We searched the literature to identify pathogens that might give rise to persistent diarrhoea, chronic abdominal pain and/or blood in the stool. We reviewed existing laboratory diagnostic methods for each pathogen and stratified them by (i) microscopy; (ii) culture techniques; (iii) immunological tests; and (iv) molecular methods. Pathogen-specific reference tests providing highest diagnostic accuracy are described in greater detail.

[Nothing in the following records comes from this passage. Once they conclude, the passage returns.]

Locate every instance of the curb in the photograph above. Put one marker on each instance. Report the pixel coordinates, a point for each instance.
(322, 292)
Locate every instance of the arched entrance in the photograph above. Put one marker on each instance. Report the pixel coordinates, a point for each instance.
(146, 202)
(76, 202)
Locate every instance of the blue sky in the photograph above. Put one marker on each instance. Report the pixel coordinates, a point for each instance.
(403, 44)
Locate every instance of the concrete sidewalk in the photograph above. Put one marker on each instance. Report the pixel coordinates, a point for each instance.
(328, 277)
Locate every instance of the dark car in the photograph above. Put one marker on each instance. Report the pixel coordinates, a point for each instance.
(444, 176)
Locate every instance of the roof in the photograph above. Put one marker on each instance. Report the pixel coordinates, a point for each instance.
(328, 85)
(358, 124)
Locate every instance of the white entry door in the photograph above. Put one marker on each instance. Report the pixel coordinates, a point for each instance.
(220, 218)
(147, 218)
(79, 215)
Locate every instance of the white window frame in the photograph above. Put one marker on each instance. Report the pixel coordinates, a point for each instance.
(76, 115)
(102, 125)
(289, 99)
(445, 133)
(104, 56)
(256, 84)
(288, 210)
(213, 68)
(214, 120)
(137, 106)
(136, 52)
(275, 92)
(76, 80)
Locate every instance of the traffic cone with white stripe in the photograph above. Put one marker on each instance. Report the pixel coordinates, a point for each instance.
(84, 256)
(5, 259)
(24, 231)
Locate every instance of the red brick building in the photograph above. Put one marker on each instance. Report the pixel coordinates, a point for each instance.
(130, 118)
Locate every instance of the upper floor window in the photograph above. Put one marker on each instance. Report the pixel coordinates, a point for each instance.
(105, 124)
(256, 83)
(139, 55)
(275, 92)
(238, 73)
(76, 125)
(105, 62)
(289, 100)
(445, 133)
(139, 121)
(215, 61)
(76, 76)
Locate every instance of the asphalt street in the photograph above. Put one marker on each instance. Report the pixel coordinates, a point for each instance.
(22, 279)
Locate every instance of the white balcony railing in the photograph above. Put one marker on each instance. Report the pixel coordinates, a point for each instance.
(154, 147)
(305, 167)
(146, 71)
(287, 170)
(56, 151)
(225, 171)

Over 30 pathogens may cause persistent digestive disorders. Bacteria, viruses and parasites are important aetiologic agents of acute and long-lasting symptomatologies. An integrated approach, consisting of stool culture, microscopy and/or specific immunological techniques for toxin, antigen and antibody detection, is required for accurate diagnosis of bacteria and parasites. Molecular techniques are essential for sensitive diagnosis of many viruses, bacteria and intestinal protozoa, and are increasingly utilised as adjuncts for helminth identification.
Diagnosis of the broad spectrum of intestinal pathogens is often cumbersome. There is a need for rapid diagnostic tests that are simple and affordable for resource-constrained settings, so that the management of patients suffering from persistent digestive disorders can be improved.